Sgt. 1st Class Darrin Watson, team leader from the 748th EOD from Fort Jackson, S.C., is part of the three-man team currently assigned to the Iron Rakkasans and is partly responsible for Sciascia’s desired job change. Watson says Sciascia already has some of the basic skills someone in EOD needs in order to be successful.
U.S. Army Spc. Richard Sciascia, Jr. of Forward Support Company, 3rd Battalion, 187th Infantry Regiment, 3rd Brigade Combat Team, 101st Airborne Division cradles a defused mortar. Sciascia plans to attend the Explosive Ordnance Disposal School when his unit returns to Fort Campbell, Ky. U.S. Army photo by Spc. William Jones
“We are looking for people who can operate without intense supervision because we usually work in two- or three-man teams away from our whole company,” said Watson. “We need motivated people who can take initiative and are free-thinkers who think outside the box.”

Changing from being a cavalry scout to an explosive ordnance disposal technician was not a decision that Sciascia made by himself.

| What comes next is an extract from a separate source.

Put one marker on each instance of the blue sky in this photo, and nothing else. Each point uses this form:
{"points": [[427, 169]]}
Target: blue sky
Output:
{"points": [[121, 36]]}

He said his wife and three children back at Fort Campbell support his decision whole-heartedly, but his father, who retired from the Army, was a little harder to convince.

“He’s always stood behind me in everything I’ve done, but he’s also tried to preach that I need to take it mellow,” admitted Sciascia.

There is little doubt that some job fields in the military are riskier than others. That is why Sciascia’s decision is wrought with mixed emotions. But at the end of the day, it is his desire to continually challenge himself and do things that motivate him.  “(Working in EOD) is hard work, and on top of being physically challenging, it’s got a mental aspect to it as well and that’s what draws me to (it),” said Sciascia.